I am TheRaven on Soylent News
Also, there is nothing about ARM that inherently makes it more powersaving @ the same performance level than other RISC CPUs, be it SPARC, POWER, MIPS and so on.
I can think of several things. For Thumb-2, there is instruction density. MIPS16 does about as well as Thumb-1, but it is massive pain to work with. AArch64 doesn't (yet) have a Thumb-3 encoding, but one will almost certainly appear after ARM has done a lot of profiling of the kinds of instruction that CPUs like to generate. Even in ARM mode, the big win over the other RISC architectures is the it has fairly complex addressing modes, so you can do things like structure and array offset calculations in one instruction on ARM or 3-4 on MIPS. For AArch32, you also have predicated instructions. These make a big difference on a very low power chip, because you don't need to have any branches for small conditionals. For AArch64, most of these are gone, but there is still a predicated move, which is a very powerful version of a select instruction and lets you do mostly the same things. With AArch32 you have store and load multiple instructions, which basically let you do all of your register spills and reloads in a single instruction (the instruction takes a mask of the registers to save, the register to use as the base, and whether to post- or pre- increment or decrement it as two flags). With AArch64, they replaced this with a store-pair instruction, which can store two registers, and has the advantage of being simpler to implement (fixed number of cycles to execute).

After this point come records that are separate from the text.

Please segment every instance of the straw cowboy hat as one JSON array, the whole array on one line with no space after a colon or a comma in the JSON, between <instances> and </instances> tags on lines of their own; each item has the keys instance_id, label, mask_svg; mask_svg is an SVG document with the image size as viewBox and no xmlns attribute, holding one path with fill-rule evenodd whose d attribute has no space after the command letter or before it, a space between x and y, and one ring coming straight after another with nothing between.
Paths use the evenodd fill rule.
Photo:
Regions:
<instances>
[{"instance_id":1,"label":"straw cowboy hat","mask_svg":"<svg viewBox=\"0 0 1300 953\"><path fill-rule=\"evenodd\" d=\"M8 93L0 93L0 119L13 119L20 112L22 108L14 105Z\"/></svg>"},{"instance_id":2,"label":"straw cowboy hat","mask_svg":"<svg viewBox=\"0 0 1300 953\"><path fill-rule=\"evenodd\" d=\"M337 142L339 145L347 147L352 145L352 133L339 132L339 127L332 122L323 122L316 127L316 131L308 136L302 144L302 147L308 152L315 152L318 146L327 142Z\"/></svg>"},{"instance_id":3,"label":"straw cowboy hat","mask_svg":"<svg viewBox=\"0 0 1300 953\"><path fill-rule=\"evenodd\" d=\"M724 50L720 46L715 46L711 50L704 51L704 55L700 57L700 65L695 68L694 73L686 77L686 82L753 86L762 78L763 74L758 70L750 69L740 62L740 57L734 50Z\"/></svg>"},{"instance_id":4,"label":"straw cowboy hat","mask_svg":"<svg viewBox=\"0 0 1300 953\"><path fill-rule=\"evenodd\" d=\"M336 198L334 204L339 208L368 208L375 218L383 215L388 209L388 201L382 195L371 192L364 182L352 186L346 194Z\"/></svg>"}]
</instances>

I am TheRaven on Soylent News
I guess you take the words of Intel fanboys literally. No, the Bulldozer architecture is not hyper-threading. No, it does not mean only a slight performance gain and especially not a performance loss. I recently made 3 microbenchmarks on an Opteron 6234 (Bulldozer too). I measured the negative effect of sharing some circuits in a Bulldozer core. This negative effect varies from insignificant to small (3%, 13%, 25%). I run the same two threads on the two cores of a single bulldozer unit vs two cores on separate units. Intel hyper-threading brings 30% more performance - in the best case. The bulldozer core pair brings 75% more performance - in the worst case. How can you compare them? They are not in the same league.
The funniest benchmark was the floating point. The most frequent complaint against the Bulldozer architecture is that two cores share a single floating point unit. AMD should tell one million times that yes, they share a single floating point unit, but that is a 256 bit wide unit, which can be split into two 128 bit parts. And what is the size of the usual floating point number? Not 256 bit, not 128 bit, but only 64. In reality I measured that the two cores in a single unit processes floating point instructions almost at full speed. The negative effect of circuit sharing was only 3%, barely measurable. How ironic.